In high school, Bloomberg Fellow Kat Kelley became a certified sexual assault crisis counselor in her home state of California. The experience was transformative. And her certification training exposed her to scientific theories and frameworks that provided a context that helped her understand the experiences of people her age and how to support them when they called the crisis hotline. The training drove home the idea that programming for adolescents must be tailored to adolescents, and that stuck with Kat.  

Bloomberg Fellow Kathleen Kelley

Kathleen Kelley

Her training to become a crisis counselor inspired her to study international health at Georgetown University, where she was also involved in Take Back the Night,  which raised awareness through community events about sexual violence, and Sexual Assault Peer Educators, which engages communities on campus in discussions on sexual misconduct through peer-facilitated discussions, training and education. After college, Kat wanted to find an evidence-based, scientific way to improve adolescent health in communities. 

Today, Kat is a program analyst at the National Association of County and City Health Officials, or NACCHO, which serves as a partner and voice for county and city health departments at the national level. To ensure NACCHO and partners meet the needs of local health departments across the country, Kat collects input from NACCHO members, facilitates peer learning and engagement opportunities, and provides them with training and resources to strengthen their work. 

We talked to Kat, who is pursuing a master’s at Johns Hopkins Bloomberg School of Public Health, about adolescent health needs, a recent project to improve adolescent sexual health and her time as a Bloomberg fellow. 

What are the challenges to addressing adolescent health needs? 

Because adolescence is seen as a relatively healthy period of life, it’s often not considered a priority in the face of limited resources for public health. People often wrongly assume that health programs and services that target children and adults are appropriate for adolescents, but young people have unique health needs and face distinct barriers in accessing health services and information. This is especially the case for stigmatized services like mental health, substance use and sexual health. The barriers adolescents face include stigma, confidentiality concerns, cost, and conflicts between clinic and school or work schedules. We need to prioritize these neglected areas of adolescent health, and my primary focus as a Bloomberg Fellow is sexual and intimate partner violence. Because these forms of violence are associated with mental health disorders, substance use, and sexual risk behaviors and have long-term negative consequences for employment, we really need to be addressing them during this consequential period. 
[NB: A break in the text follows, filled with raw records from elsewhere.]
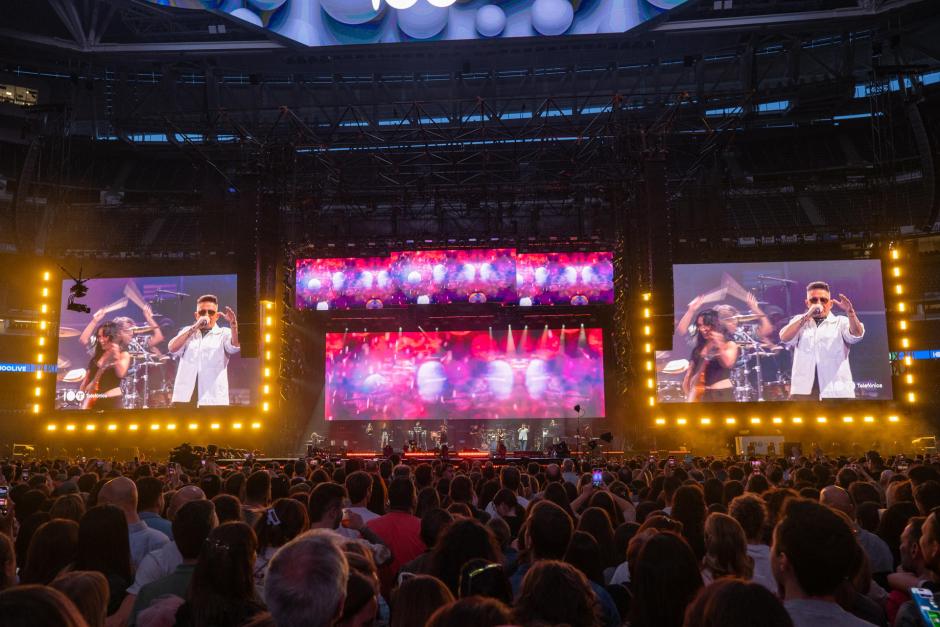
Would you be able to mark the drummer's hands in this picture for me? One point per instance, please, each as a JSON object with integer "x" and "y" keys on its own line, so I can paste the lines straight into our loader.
{"x": 751, "y": 301}
{"x": 148, "y": 314}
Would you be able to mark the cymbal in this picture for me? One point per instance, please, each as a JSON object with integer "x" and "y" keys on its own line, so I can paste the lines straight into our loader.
{"x": 676, "y": 366}
{"x": 74, "y": 376}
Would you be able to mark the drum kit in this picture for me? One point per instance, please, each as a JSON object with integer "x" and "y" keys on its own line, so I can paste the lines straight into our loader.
{"x": 759, "y": 374}
{"x": 149, "y": 379}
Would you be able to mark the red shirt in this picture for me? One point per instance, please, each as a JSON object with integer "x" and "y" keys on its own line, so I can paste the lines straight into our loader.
{"x": 401, "y": 533}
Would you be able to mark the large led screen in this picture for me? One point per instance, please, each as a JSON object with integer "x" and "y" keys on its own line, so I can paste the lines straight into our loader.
{"x": 413, "y": 375}
{"x": 436, "y": 277}
{"x": 335, "y": 22}
{"x": 777, "y": 331}
{"x": 118, "y": 356}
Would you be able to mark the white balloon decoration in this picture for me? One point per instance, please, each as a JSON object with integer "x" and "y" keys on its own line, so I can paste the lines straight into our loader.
{"x": 423, "y": 20}
{"x": 348, "y": 11}
{"x": 490, "y": 20}
{"x": 266, "y": 5}
{"x": 552, "y": 17}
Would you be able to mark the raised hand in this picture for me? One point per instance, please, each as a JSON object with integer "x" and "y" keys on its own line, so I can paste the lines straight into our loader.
{"x": 844, "y": 304}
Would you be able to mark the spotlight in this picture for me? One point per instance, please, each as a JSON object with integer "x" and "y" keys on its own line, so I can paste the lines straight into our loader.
{"x": 77, "y": 291}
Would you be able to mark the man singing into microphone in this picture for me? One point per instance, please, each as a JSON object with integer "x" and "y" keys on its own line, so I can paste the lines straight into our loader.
{"x": 203, "y": 349}
{"x": 822, "y": 340}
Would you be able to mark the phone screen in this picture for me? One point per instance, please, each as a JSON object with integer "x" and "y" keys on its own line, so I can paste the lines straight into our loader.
{"x": 927, "y": 606}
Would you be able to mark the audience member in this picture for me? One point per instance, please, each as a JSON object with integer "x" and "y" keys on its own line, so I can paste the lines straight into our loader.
{"x": 813, "y": 553}
{"x": 38, "y": 606}
{"x": 731, "y": 602}
{"x": 726, "y": 553}
{"x": 306, "y": 581}
{"x": 88, "y": 590}
{"x": 417, "y": 598}
{"x": 122, "y": 493}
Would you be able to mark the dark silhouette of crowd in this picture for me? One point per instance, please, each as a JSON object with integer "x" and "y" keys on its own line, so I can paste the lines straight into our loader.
{"x": 694, "y": 542}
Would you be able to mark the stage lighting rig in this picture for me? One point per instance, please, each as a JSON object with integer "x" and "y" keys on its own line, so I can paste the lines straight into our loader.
{"x": 77, "y": 291}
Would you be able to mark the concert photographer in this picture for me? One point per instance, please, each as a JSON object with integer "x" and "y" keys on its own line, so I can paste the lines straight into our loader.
{"x": 204, "y": 349}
Tell me about a project you’ve worked on. 

I recently wrapped up a project aiming to build partnerships between local health departments and local school districts to advance adolescent and sexual health in their communities. We worked directly with four local health departments across the country to identify local adolescent health priorities and strategies to address them in collaboration with local stakeholders. Health departments and schools are both invested in the health and well-being of young people, but they have different priorities and use different language and strategies. It can take a lot of upfront work to establish and strengthen relationships. But once they’re in place, they have short- and long-term benefits, often that go beyond the original purpose of the partnership. 

Of the four health departments, one is working with a local high school to pilot a new sex education curriculum. Another is integrating concepts of sexuality education into existing social-emotional learning approaches used by the local school district. The third department created a webpage to connect adolescents with local sexual health resources. And the fourth one has increased STI testing in school-based health centers, which they’re using as an entry point to have conversation with students about sexual health and safety. 

What do you hope to take away from your time as a Bloomberg Fellow? 

I came to the Bloomberg School because I want to hone my skills in program design, implementation and evaluation so that I can better contribute to the burgeoning field of sexual and relationship violence prevention, particularly as it relates to adolescents and emerging adults. Adolescent health is a critical yet neglected field within public health, and I hope to deepen my understanding of adolescent health and development so that I can design public health programming that is responsive to the needs of young people.